How To Check If A Python String Contains a Substring

How can you check if a Python string contains a substring? Great question, and that’s exactly what I’m going to cover in this article.

Whether you’re brand new to Python and still learning about strings or an experienced pro, how well do you understand how to find if a Python string contains a substring?

Sure, there are lots of ways to do this, but are you sure you’re looking for substrings in the most Pythonic way? And where do you stand on LYBL vs EAFP?

These are all interesting topics that I’ll be tackling here, so let’s dive in to learn how to find whether a Python string contains a substring.

What Is A Python Substring?

When it comes to the Python programming language, a substring is essentially a portion or segment of a string object.

If you think of a string as a chain of characters, a substring is any continuous link within that chain.

For instance, in the string "Pythonista", "Python" is a substring.

Substrings are not just limited to the beginning of the string; "onista", "thonis", or even a single character like "t" are also considered substrings.

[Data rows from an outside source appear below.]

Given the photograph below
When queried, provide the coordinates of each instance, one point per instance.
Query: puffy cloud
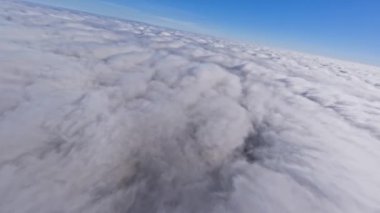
(103, 115)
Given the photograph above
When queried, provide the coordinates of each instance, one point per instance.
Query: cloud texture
(104, 115)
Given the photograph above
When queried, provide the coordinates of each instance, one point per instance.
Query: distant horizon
(361, 50)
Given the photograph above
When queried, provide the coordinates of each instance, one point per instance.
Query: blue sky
(348, 29)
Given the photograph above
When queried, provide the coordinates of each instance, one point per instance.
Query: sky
(347, 29)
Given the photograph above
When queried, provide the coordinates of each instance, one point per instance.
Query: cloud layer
(105, 115)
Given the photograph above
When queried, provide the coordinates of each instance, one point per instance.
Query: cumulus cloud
(103, 115)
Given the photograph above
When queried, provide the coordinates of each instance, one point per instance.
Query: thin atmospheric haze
(346, 29)
(162, 107)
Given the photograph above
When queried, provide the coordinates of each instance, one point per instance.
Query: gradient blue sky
(348, 29)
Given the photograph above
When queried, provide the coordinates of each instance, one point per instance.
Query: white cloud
(103, 115)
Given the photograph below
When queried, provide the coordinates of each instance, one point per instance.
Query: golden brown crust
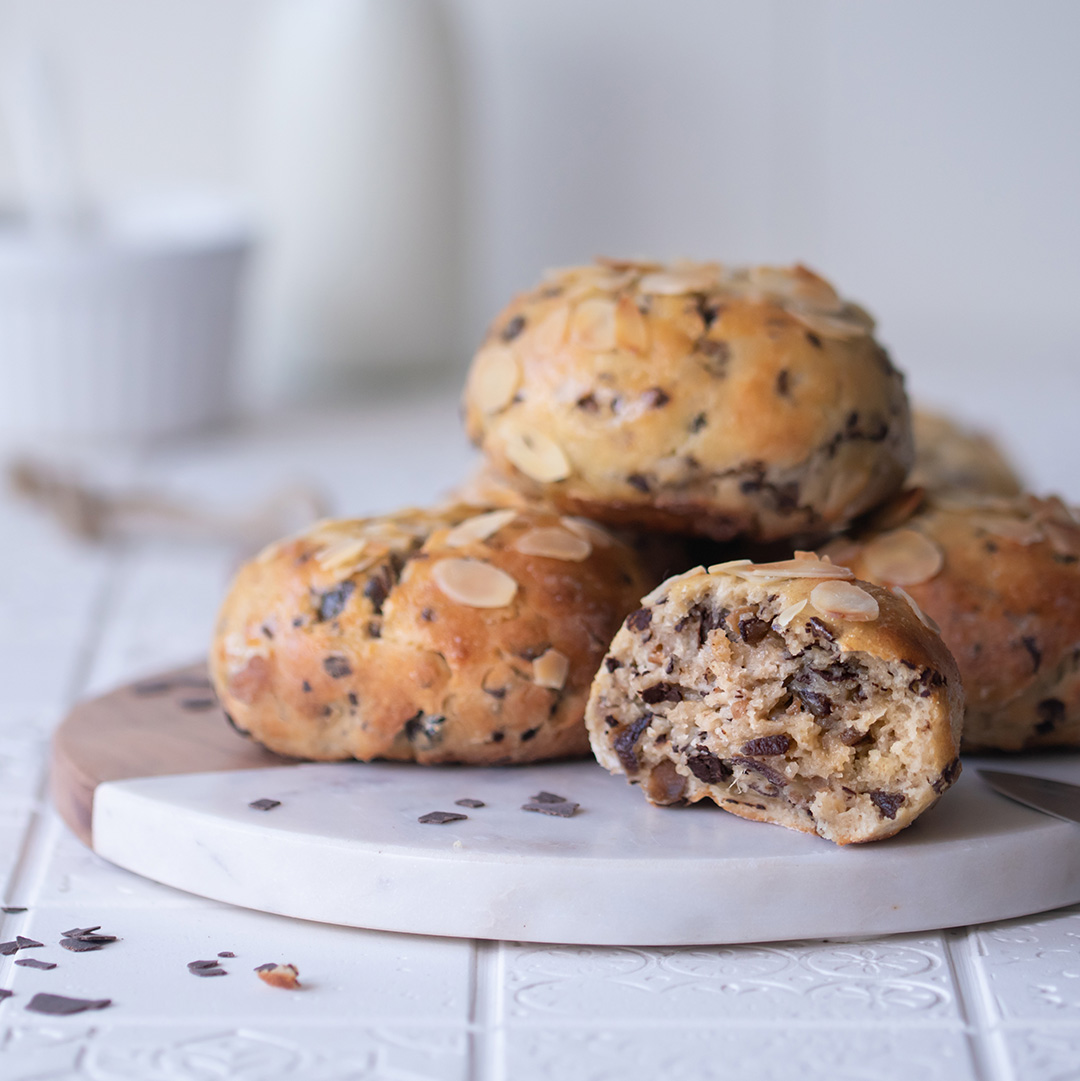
(1004, 588)
(750, 403)
(817, 703)
(455, 636)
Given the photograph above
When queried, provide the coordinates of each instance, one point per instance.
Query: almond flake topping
(480, 528)
(923, 618)
(843, 600)
(550, 669)
(789, 613)
(536, 455)
(474, 583)
(495, 378)
(902, 558)
(555, 544)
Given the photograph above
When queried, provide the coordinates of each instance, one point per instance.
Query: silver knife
(1050, 797)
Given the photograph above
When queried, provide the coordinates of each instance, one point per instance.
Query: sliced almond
(592, 324)
(631, 331)
(550, 669)
(844, 600)
(554, 543)
(828, 325)
(474, 583)
(692, 279)
(923, 618)
(795, 569)
(480, 528)
(587, 530)
(902, 558)
(536, 455)
(495, 378)
(789, 613)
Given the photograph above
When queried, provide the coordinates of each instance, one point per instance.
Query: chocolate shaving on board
(60, 1005)
(561, 810)
(440, 817)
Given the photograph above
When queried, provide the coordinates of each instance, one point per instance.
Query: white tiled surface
(995, 1003)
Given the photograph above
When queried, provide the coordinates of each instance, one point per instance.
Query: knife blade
(1051, 797)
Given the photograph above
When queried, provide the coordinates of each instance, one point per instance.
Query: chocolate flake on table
(549, 803)
(60, 1005)
(279, 975)
(205, 969)
(439, 817)
(198, 705)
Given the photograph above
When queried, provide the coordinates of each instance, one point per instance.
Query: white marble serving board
(345, 846)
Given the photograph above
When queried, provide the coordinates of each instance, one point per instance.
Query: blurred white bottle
(355, 170)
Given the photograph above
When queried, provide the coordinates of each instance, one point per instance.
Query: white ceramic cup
(128, 330)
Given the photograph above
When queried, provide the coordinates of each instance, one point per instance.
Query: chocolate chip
(752, 629)
(768, 745)
(512, 329)
(333, 601)
(336, 667)
(439, 817)
(888, 803)
(625, 743)
(1032, 646)
(561, 810)
(547, 798)
(1051, 714)
(707, 766)
(198, 705)
(60, 1005)
(662, 692)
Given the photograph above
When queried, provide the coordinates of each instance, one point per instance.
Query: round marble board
(152, 777)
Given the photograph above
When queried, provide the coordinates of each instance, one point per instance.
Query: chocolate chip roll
(749, 403)
(1001, 577)
(456, 636)
(787, 693)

Understanding substrings is fundamental in many Python projects, as they are pivotal in various operations, from data manipulation to pattern recognition.

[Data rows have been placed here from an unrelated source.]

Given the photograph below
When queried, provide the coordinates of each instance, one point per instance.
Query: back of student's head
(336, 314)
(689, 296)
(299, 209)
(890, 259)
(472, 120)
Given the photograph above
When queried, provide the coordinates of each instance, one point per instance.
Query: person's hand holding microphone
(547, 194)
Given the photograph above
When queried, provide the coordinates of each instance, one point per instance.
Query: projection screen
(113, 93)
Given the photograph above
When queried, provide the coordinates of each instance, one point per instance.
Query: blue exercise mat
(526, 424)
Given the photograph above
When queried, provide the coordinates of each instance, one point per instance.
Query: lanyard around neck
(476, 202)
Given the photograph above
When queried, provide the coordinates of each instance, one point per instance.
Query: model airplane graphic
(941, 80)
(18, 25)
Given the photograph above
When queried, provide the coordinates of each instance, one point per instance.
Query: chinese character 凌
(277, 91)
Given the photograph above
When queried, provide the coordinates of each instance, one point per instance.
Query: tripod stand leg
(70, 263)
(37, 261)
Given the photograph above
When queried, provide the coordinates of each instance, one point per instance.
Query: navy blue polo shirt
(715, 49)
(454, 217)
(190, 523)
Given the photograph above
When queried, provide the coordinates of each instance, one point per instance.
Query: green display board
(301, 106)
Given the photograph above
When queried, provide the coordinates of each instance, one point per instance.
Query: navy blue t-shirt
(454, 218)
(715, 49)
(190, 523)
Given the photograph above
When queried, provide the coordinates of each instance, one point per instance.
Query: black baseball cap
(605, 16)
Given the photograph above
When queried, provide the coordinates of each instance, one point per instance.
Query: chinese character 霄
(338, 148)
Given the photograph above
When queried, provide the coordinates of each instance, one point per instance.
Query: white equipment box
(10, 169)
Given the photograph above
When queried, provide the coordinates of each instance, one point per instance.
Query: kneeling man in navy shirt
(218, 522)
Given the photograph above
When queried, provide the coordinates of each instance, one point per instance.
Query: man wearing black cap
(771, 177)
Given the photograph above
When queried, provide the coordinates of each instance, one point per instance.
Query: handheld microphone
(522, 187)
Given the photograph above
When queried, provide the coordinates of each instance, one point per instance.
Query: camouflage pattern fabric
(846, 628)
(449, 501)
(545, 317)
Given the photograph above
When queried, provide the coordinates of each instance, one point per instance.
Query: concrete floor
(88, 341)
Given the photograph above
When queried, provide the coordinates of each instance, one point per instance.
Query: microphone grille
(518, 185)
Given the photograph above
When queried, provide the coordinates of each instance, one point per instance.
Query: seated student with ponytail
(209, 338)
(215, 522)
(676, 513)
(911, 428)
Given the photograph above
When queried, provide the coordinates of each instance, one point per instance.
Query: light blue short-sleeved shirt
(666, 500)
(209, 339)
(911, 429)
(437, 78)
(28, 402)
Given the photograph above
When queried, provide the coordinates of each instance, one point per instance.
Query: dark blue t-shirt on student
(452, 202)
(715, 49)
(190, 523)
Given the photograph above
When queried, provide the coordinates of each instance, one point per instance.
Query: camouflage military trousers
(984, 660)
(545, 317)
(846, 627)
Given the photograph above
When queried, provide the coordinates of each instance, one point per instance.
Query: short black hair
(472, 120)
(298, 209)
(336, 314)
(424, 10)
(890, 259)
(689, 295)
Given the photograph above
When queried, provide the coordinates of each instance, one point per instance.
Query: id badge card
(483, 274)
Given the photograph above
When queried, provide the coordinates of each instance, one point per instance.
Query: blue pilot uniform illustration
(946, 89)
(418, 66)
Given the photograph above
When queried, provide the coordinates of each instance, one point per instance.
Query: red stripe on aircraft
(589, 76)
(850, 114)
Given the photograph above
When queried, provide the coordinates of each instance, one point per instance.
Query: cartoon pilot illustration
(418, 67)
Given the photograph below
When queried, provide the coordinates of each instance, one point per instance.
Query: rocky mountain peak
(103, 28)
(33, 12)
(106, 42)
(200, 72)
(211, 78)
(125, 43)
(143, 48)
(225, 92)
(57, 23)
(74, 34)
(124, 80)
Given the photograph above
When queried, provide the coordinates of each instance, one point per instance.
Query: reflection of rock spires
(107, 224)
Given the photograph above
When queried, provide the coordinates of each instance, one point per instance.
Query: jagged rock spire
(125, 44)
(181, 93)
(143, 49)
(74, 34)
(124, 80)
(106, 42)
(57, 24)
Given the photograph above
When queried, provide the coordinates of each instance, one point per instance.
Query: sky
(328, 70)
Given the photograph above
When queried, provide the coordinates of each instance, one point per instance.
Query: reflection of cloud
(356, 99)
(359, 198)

In the simplest possible sense, they are the building blocks for more complex string processing tasks, and any good Python course should cover how to work with them.

How Do You Check If A Python String Contains Another String?

So, you're delving into the world of Python strings, and you want to know how to check if one Python string contains a substring. Let's unpack this!

In Python, there are various methods to tackle this, each with its own charm and syntax. Some methods are more 'Pythonic' than others, which means that some adhere to the Zen of Python philosophy to emphasize readability and simplicity.

Now, what’s the most Pythonic way to check for a substring? Testing for membership. It's like asking, "Hey, is this little string a part of you, bigger string?"

This approach is perfectly in line with Python's EAFP principle – Easier to Ask for Forgiveness than Permission, and it’s about trying things out and managing exceptions if they arise rather than checking everything upfront.

Why does this matter? Because in Python, handling exceptions is not just easy but also efficient. Put simply, it's the Python way of doing things.

But there's more in the toolkit! We've also got methods like .index(), .find(), .split(), and even Regular Expressions (RegEx).

Oh, and for my fellow data enthusiasts, there are methods tailored for Pandas DataFrames too.

I’m going to explore each of these methods.

And while I’m going to champion the Pythonic approach of using the in keyword, we're all about being thorough here. So, everything gets its moment in the spotlight.

A quick heads-up, though: I’m not the biggest fan of using .find().

Sure, it's LBYL (Look Before You Leap) and doesn't demand exception handling. But I much prefer the Pythonic EAFP style, and .index() fits right in for this.

I also think that .index() more clearly indicates that it's giving you an index, while .find() can be a bit vague for my tastes. What does it find?

Sure, I know, an index or -1 if there’s no substring, but this is less clear than .index(), in my humble opinion.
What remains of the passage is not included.